Wheat declined after surging the most in 10 months yesterday as investors weighed record global supplies against concerns that freezing weather in the U.S. probably damaged crops in the world’s biggest exporter.
The contract for March delivery fell as much as 0.5 percent to $5.8175 a bushel on the Chicago Board of Trade and was at $5.8275 by 11:01 a.m. in Singapore.

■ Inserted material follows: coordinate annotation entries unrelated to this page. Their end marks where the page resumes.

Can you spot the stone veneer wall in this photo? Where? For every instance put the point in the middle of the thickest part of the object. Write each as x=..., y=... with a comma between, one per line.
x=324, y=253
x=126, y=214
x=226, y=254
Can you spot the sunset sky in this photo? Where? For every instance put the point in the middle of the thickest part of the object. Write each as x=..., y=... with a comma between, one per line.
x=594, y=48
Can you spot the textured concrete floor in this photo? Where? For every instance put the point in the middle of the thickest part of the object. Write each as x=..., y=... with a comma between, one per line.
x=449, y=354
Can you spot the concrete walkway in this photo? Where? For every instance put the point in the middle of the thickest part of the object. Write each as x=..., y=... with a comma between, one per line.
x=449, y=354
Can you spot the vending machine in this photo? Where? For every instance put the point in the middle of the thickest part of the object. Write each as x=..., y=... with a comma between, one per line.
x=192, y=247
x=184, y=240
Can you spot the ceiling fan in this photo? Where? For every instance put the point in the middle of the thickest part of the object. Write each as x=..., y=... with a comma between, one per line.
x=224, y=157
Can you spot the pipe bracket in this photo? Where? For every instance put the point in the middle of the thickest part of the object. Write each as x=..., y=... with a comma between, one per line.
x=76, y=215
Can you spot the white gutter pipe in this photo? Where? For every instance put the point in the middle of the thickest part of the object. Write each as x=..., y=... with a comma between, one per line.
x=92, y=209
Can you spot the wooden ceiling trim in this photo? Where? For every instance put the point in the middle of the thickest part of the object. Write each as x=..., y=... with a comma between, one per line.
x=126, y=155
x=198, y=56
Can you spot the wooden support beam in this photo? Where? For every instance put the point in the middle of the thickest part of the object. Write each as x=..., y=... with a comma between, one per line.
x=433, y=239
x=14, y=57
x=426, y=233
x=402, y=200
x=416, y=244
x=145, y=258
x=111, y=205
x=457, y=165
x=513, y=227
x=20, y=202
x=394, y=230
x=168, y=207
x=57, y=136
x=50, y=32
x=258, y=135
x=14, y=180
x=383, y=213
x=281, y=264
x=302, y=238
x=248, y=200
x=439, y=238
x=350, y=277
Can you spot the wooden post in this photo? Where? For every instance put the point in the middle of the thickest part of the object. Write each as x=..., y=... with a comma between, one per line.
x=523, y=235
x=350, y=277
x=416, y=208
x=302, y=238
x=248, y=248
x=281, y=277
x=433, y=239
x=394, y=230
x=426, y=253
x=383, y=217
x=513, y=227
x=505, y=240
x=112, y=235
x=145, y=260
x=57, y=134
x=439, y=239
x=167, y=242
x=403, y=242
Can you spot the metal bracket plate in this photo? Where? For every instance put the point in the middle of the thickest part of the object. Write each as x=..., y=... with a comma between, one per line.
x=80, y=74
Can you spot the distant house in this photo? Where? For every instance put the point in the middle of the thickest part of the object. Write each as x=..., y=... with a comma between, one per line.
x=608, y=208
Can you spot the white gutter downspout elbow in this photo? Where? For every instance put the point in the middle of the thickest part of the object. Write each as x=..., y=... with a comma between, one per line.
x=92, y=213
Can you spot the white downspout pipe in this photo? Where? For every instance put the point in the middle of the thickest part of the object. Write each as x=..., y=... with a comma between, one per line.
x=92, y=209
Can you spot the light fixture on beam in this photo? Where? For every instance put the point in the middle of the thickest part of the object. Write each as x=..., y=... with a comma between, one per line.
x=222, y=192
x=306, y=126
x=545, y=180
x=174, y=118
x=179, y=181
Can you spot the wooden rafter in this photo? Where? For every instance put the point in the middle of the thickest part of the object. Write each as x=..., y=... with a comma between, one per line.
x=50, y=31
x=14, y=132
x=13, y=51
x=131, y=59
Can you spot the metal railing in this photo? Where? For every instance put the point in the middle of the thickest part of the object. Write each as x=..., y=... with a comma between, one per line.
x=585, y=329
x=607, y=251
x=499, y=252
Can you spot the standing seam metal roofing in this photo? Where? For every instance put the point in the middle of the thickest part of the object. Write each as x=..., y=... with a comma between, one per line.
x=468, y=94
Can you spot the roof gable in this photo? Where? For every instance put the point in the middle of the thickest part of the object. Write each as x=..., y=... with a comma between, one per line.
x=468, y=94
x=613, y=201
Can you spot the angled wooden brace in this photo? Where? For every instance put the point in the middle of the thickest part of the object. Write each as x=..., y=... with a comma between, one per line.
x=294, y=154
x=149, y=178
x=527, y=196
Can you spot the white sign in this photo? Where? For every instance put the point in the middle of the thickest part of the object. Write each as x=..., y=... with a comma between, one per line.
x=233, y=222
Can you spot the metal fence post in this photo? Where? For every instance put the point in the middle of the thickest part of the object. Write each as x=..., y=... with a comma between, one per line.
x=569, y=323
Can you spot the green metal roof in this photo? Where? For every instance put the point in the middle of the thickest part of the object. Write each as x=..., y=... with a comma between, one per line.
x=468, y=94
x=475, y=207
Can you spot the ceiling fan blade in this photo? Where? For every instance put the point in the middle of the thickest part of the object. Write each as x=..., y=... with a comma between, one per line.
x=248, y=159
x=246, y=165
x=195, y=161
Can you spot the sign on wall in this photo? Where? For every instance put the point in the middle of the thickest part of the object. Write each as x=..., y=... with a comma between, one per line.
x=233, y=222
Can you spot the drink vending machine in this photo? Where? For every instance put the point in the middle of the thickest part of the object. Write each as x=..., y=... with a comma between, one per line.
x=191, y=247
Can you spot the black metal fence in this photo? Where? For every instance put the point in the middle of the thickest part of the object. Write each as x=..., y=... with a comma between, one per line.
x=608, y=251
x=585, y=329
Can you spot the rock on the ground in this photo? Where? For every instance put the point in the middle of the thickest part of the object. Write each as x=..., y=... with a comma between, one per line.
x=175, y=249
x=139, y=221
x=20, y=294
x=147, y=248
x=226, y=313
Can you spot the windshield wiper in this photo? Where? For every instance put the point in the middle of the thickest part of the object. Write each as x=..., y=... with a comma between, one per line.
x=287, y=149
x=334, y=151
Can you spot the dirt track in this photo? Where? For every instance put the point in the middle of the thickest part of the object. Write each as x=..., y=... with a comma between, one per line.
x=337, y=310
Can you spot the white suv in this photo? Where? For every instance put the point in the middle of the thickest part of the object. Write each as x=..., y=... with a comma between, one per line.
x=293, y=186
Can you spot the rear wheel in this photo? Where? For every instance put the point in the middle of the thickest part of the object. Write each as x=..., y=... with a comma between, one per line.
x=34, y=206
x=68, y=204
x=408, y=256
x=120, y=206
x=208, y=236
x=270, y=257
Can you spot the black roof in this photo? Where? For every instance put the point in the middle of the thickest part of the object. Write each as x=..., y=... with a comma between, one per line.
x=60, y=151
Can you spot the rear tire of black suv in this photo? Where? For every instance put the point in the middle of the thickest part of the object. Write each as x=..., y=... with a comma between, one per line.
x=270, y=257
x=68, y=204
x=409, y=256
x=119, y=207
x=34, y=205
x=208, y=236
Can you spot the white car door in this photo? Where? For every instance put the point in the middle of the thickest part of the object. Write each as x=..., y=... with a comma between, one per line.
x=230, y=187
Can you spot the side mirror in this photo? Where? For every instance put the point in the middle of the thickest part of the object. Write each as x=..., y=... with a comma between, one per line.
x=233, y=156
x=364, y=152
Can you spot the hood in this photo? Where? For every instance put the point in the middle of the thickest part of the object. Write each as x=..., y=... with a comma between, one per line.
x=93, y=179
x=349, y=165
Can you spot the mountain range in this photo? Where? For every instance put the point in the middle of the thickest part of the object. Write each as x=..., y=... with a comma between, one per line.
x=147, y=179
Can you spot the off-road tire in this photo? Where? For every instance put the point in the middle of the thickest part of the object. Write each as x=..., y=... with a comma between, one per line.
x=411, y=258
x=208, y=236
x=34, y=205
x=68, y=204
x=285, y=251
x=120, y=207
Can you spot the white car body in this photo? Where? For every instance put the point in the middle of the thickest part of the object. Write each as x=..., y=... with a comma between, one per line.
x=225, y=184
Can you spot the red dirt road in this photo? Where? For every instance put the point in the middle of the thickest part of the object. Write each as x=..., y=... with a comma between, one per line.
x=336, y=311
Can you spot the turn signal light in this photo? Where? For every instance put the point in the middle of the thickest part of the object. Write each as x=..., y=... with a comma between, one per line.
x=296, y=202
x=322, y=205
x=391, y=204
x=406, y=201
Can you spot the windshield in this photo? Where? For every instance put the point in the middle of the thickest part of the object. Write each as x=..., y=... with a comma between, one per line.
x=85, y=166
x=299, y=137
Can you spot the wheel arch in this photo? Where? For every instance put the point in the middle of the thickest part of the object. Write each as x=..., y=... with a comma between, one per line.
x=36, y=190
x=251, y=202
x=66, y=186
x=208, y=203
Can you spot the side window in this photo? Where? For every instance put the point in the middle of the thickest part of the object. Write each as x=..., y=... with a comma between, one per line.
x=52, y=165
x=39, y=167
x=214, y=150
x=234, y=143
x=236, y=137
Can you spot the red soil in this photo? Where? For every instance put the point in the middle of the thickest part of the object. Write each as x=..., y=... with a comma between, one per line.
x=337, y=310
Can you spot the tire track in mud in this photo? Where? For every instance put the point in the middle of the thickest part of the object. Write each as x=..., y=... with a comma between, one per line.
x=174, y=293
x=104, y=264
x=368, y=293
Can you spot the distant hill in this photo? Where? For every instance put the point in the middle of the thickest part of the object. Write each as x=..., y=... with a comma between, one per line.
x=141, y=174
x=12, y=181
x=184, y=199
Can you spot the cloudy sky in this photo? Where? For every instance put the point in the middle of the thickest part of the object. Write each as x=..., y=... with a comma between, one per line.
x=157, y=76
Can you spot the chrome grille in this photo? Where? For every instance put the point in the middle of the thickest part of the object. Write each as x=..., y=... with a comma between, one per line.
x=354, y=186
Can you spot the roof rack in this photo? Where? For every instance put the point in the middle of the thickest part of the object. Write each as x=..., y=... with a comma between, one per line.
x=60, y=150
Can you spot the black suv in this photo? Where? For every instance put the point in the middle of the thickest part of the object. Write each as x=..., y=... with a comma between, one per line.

Wheat climbed 3.7 percent at the close yesterday, the biggest gain since April 3, and touched $5.86, the highest since Jan. 10.
In Kansas, the top U.S. producer of winter varieties, about 35 percent of the crop was in good or excellent condition, down from 58 percent on Dec. 30, the U.S. Department of Agriculture said Feb. 3. Global production will reach a record 712.66 million metric tons in 2013-2014 on bigger harvests in Australia, Canada and Russia, USDA data show.
“There’s a lot of talk of winter kill in the U.S.,” said Michael Pitts, a commodity sales director at National Australia Bank Ltd. “There’s still a lot of physical wheat around globally at this stage.”
Soybeans for March delivery gained as much as 0.5 percent to $13.20 a bushel, the highest since Jan. 16, and were at $13.18. Corn for delivery in March was unchanged at $4.4175 a bushel.